Due to the continuous development of online Internet technology, the data obtained from the network, both species and quantities, are very complex, it is necessary to improve the data storage and processing technology, so as to give full play to the use of data value [4]. The data processing technology based on Hadoop framework can realize the storage of large amounts of data and successfully carry out data mining, so as to provide the basis for enterprise decision-making. Through the construction of accurate marketing model and large data marketing platform, the customer’s personalized precision service marketing was realized, which has a good application value to our online precision marketing. Through the application research of big data technology in H group of our country, after constructing the corresponding online precision marketing platform, the enterprise related big data was excavated to provide targeted and precise marketing strategy. The construction of the precise marketing system platform based on large data provides some reference for the development of online marketing strategy of Chinese enterprises, which is beneficial to reduce the cost of enterprises and enhance the core competitiveness of enterprises, and is conducive to the healthy and long-term development of enterprises.
Big data theory and precise marketing theory
Research on large data theory and its application
With the continuous development of Internet technology, more and more information exchange has come into being, and big data has been derived from it, which implements extreme information management and processing of one or more dimensions. By collecting data from multiple platforms of the Internet, the obtained data is analyzed and processed [5]. Big data is used to analyze the specific application, its specific steps are to collect and control information, and then to use appropriate mathematical algorithms for observation and prediction. Finally, it is applied to the optimization and decision-making of specific business, as shown in Fig. 1. Compared with the traditional information processing, large data has many characteristics that traditional information does not have.
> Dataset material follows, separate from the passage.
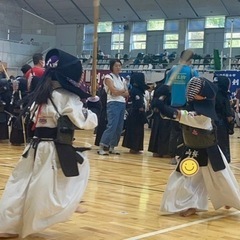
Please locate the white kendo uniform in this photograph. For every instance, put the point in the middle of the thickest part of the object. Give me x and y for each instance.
(37, 194)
With the human society entering the information age, the data shows a geometric rate increase every day, therefore, the volume is huge and contains a great variety of data, such as text, video, pictures and other structured and unstructured data [6]. The data are processed by using a large data technology, which can realize the fast and accurate analysis by using various analysis tools. The analysis of the internal correlations of different types of data can achieve very high value returns [7].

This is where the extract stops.